Il devient journaliste, rédacteur en chef de l’Humanité, puis est mobilisé a paris durant la guerre, arrêté en 1942 et fusillé par les nazis, en tant que résistant. A partir de 1940, lors de sa démobilisation il participait à l’édition d’un bulletin clandestin à destination de l’université. Le livre Principes élémentaires de philosophie est publié après la mort de Politzer, d’après les textes et les notes d’un de ses élèves prises durant les cours qu’il donnait à l’université ouvrière entre 1935 et 1936. Il se présente en 6 parties : Les problèmes philosophiques, le matérialisme philosophique, étude de la métaphysique, étude de la dialectique, matérialisme historique, matérialisme dialectique et idéologies.
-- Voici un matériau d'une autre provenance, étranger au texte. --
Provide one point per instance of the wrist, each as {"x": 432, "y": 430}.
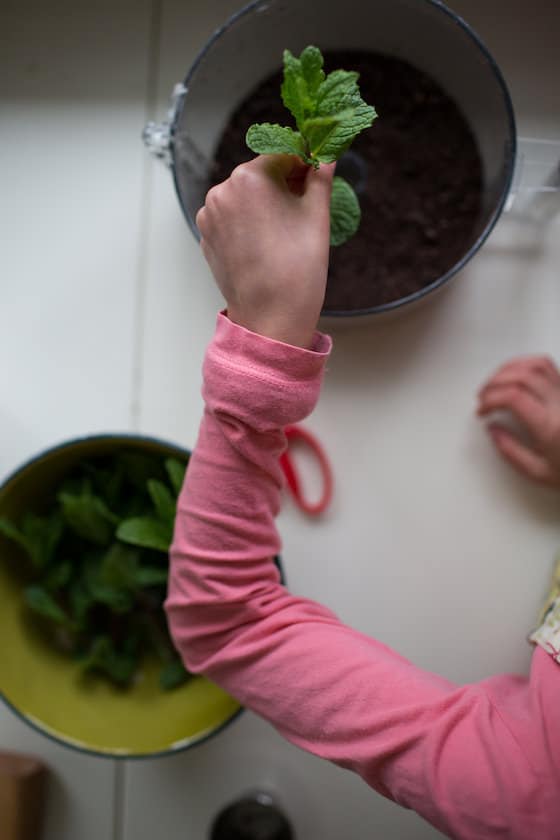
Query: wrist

Pourquoi étudier la philosophie ?
L’œuvre introduit cette question importante à laquelle répond ainsi Politzer :
« Pourquoi ? Parce que le marxisme est intimement lié à une philosophie et à une méthode : celles du matérialisme dialectique. Il est donc indispensable d'étudier cette philosophie et cette méthode pour bien comprendre le marxisme et pour réfuter les arguments des théories bourgeoises autant que pour entreprendre une lutte politique efficace »
La pratique c’est réaliser la théorie c’est connaitre ce que nous voulons réaliser.
Il part de l’idée reçue que la philosophie serait une chose inaccessible pour la classe ouvrière qu’elle est liée a la bourgeoise, ainsi il reprend des définitions qu’il estime fausses, notamment la confusion autour du mot matérialisme, qui définirait une obsession pour les biens matériels, pourtant l’idée que la matière prime ne signifie nullement qu’on veut s’enrichir par les bien matériels, mais que les idées viennent de l’observation de la matière, de ses transferts et pratiques de transferts de valeurs entre humains. On note que ce fonctionnement n’est pas nouveau qui est celui de la bourgeoisie, tendant à donner des définitions fausses des courants de pensées qui s’opposent à elle, alors qu’elle détient les moyens de l’information, ainsi ce qui se transfère est aussi la tromperie.
L’ignorance des hommes pour expliquer la nature, est comblée par la science, pourtant on trouvait des explications métaphysiques, ainsi se présente le primat de l’idée : les religions, qui tendent à expliquer de manière transcendantale ce que l’homme n’est pas encore capable de comprendre par la science et ainsi créent le dogme. C’est ainsi également que le primat de l’idée assujettit les peuples, leur donnant à penser que l’exploitation de l’homme par l’homme serait dans l’ordre des choses, sans lui donner les moyens de savoir, de s’émanciper par la connaissance.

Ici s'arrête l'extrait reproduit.